Local RAG

This is the local RAG system that Marco showcased during the last session of Meeting 2. It requires you to install Ollama and download the nomic-text-embed (for querying) and llama-3 (for generating queries and answering questions) models.

!pip install --q unstructured langchain
!pip install --q "unstructured[all-docs]"

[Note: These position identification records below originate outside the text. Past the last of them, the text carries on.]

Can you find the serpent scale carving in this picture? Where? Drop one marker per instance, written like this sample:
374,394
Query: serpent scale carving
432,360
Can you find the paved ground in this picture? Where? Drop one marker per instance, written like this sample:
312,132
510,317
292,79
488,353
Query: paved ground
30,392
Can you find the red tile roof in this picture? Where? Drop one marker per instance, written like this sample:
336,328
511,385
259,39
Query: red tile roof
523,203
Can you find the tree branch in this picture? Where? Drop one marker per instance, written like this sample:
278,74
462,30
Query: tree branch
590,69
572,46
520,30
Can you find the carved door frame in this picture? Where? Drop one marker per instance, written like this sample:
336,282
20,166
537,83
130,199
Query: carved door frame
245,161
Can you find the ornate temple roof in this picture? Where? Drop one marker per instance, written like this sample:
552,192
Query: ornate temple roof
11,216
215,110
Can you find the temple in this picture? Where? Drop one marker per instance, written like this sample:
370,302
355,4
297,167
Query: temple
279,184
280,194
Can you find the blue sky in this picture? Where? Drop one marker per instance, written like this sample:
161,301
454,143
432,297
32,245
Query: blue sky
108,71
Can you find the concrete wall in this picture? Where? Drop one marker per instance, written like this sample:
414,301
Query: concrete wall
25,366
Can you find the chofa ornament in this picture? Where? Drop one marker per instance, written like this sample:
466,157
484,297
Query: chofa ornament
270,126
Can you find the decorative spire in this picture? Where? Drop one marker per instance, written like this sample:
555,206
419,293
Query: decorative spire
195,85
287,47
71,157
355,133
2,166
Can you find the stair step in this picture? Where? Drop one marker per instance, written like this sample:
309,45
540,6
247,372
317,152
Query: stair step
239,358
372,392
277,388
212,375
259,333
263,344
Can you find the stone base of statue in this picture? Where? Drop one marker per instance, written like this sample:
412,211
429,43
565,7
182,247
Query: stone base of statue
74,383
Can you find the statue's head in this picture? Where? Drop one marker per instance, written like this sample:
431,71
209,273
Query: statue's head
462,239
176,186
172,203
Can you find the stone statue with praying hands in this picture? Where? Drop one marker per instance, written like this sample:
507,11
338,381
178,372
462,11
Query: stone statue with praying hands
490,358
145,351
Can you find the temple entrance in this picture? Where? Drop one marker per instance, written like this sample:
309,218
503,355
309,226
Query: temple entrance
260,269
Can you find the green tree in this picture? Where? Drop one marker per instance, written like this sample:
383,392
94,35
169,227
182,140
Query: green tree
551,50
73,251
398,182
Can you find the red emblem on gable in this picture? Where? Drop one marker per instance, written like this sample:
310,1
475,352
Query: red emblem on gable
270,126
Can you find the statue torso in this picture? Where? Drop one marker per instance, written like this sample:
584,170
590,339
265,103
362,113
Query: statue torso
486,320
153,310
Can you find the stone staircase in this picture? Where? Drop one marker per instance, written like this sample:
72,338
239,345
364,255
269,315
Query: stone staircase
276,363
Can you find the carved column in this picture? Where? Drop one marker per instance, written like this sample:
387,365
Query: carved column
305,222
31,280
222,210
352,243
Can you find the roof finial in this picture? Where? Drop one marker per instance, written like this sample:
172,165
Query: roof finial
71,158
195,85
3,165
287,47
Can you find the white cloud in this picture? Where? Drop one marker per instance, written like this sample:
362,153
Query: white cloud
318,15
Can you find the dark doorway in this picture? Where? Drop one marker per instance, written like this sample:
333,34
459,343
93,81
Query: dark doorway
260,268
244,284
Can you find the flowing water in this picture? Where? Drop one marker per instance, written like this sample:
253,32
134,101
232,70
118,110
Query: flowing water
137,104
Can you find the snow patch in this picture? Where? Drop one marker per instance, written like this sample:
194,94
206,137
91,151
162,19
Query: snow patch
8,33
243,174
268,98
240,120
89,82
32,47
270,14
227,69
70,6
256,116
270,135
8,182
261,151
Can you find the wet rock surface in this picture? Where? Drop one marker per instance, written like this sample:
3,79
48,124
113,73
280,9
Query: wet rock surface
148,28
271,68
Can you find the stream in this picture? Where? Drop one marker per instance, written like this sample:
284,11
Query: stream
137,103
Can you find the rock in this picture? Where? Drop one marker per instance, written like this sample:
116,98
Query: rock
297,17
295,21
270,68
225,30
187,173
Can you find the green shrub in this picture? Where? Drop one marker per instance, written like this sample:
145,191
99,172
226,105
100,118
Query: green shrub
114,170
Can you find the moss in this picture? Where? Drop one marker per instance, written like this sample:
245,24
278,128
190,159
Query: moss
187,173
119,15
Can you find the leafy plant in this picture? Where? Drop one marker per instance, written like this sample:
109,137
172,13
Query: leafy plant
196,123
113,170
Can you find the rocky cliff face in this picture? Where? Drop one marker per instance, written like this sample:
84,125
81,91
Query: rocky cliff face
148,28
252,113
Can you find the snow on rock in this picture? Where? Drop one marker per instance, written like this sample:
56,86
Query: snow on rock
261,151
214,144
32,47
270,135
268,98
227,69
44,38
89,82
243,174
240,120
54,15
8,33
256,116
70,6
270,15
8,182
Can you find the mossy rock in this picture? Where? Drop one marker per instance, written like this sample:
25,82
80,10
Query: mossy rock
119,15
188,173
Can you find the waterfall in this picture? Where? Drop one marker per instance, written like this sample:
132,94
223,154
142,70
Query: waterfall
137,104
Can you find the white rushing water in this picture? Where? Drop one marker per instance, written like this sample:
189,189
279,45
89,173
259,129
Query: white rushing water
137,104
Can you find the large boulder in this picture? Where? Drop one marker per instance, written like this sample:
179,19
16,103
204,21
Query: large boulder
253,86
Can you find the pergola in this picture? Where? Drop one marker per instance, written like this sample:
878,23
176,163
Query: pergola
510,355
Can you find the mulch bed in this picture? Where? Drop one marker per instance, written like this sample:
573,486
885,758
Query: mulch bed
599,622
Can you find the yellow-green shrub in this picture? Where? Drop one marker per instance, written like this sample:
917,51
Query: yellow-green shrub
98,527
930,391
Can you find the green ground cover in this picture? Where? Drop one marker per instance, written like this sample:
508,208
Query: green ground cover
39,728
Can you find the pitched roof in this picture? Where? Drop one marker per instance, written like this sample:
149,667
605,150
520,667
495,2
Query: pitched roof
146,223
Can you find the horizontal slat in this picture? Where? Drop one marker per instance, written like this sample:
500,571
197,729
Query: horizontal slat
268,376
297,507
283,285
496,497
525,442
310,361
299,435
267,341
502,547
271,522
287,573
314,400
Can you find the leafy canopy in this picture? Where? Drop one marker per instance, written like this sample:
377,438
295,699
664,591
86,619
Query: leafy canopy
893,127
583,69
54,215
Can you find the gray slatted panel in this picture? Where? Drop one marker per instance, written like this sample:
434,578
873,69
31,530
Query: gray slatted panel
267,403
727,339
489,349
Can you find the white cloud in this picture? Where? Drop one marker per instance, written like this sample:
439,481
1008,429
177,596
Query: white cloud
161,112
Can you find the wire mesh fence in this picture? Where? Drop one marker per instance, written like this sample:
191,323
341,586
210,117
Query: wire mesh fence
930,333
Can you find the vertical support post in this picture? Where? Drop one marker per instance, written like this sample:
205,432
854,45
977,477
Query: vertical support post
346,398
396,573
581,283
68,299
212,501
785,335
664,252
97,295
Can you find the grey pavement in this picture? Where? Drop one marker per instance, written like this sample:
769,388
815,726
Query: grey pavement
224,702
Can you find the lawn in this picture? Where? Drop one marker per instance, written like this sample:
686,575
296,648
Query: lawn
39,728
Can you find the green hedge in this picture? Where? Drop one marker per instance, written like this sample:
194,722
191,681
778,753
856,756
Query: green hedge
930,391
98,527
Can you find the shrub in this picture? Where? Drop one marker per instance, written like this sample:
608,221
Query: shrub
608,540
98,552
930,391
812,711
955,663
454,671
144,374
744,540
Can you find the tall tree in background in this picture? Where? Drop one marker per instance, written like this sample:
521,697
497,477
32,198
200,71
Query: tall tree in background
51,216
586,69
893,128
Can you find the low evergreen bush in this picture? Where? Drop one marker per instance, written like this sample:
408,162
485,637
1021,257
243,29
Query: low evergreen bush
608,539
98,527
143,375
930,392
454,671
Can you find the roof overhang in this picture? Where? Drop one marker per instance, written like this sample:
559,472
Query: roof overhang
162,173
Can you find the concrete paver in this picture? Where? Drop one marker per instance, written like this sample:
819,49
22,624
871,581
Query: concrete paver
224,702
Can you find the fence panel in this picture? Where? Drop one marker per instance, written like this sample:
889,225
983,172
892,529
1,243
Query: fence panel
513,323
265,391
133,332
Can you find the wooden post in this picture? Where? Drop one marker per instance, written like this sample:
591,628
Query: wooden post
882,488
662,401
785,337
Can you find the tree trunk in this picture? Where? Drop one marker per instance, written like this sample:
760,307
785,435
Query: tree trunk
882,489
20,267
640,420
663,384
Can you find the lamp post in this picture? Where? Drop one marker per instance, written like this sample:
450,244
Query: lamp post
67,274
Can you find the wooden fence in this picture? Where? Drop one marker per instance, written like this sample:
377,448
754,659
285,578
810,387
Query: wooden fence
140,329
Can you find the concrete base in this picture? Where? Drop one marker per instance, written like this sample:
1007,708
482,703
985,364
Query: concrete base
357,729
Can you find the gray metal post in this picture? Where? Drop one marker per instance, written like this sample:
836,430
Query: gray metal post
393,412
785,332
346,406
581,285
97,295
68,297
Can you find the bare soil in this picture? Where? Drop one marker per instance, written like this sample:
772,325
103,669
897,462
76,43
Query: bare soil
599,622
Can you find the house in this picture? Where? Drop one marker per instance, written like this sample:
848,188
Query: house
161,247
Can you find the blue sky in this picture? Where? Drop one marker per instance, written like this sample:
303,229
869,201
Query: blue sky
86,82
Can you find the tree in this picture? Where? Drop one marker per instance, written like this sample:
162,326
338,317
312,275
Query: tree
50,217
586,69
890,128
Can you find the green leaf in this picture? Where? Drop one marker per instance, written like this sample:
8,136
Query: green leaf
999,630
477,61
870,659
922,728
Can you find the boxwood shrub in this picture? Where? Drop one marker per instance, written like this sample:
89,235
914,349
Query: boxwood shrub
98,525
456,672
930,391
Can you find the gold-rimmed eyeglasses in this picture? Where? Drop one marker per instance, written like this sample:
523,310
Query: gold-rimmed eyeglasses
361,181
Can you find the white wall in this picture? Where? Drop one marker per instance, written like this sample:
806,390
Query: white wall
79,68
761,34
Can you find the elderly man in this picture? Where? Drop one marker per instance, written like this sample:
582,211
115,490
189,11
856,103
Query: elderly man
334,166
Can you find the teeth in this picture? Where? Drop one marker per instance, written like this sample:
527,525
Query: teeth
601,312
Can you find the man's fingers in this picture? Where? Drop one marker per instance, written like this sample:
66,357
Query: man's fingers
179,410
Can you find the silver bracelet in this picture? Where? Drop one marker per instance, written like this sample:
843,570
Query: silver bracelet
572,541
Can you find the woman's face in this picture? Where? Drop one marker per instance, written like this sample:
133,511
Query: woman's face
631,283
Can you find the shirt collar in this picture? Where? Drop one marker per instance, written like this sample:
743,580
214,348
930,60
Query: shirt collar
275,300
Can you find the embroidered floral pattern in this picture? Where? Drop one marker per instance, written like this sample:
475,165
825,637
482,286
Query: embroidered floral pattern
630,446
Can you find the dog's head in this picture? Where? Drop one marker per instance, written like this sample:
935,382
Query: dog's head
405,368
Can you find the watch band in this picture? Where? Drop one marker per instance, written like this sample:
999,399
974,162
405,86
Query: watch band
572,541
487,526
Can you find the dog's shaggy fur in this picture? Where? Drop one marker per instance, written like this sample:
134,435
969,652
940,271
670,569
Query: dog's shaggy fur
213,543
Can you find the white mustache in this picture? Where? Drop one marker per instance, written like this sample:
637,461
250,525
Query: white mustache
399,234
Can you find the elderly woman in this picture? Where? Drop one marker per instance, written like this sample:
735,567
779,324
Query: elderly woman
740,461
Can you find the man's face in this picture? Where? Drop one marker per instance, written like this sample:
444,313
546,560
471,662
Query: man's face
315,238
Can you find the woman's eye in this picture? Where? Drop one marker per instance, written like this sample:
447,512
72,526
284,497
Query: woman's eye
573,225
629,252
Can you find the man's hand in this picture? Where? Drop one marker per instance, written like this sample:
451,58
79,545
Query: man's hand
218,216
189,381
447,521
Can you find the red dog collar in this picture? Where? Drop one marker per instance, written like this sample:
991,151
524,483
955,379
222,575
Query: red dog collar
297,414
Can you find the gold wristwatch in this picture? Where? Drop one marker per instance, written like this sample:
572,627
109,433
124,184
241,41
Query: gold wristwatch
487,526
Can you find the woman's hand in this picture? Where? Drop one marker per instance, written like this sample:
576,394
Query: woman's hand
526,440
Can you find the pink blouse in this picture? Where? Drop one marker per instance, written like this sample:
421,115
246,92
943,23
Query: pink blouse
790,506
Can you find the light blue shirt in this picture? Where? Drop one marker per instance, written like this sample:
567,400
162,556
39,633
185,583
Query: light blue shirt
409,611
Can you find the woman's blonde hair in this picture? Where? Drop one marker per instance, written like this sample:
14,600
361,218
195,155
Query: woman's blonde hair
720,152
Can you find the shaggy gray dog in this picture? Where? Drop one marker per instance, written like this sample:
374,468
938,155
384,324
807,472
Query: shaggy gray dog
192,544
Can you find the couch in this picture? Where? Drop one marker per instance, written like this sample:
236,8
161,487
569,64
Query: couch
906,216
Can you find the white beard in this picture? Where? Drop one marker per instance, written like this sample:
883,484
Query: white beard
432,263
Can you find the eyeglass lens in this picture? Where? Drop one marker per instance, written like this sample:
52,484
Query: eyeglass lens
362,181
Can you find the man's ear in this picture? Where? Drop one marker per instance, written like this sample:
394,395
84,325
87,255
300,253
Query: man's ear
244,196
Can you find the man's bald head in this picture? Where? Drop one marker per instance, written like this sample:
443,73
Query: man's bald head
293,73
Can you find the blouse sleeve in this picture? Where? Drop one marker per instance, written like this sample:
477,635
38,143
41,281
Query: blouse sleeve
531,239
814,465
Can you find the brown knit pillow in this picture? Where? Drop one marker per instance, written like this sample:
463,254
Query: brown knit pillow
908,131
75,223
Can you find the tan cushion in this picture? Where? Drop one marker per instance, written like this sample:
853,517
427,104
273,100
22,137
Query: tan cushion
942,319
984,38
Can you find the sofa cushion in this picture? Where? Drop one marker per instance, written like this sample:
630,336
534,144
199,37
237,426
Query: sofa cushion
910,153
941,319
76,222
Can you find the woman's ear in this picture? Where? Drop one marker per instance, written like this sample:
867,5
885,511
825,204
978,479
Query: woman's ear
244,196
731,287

from langchain_community.document_loaders import UnstructuredPDFLoader
from langchain_community.document_loaders import OnlinePDFLoader
local_path = "some.pdf"    # insert your PDF filename here
loader = UnstructuredPDFLoader(file_path=local_path)
data = loader.load()
data[0].page_content    # shows the raw text content of the first page
!pip install --q chromadb
!pip install --q langchain-text-splitters
from langchain_community.embeddings import OllamaEmbeddings
from langchain_text_splitters import RecursiveCharacterTextSplitter
from langchain_community.vectorstores import Chroma
text_splitter = RecursiveCharacterTextSplitter(chunk_size=7500, chunk_overlap=100)
chunks = text_splitter.split_documents(data)
vector_db = Chroma.from_documents(
    documents=chunks,
    embedding=OllamaEmbeddings(model='nomic-embed-text', show_progress=True),
    collection_name='local-rag',
)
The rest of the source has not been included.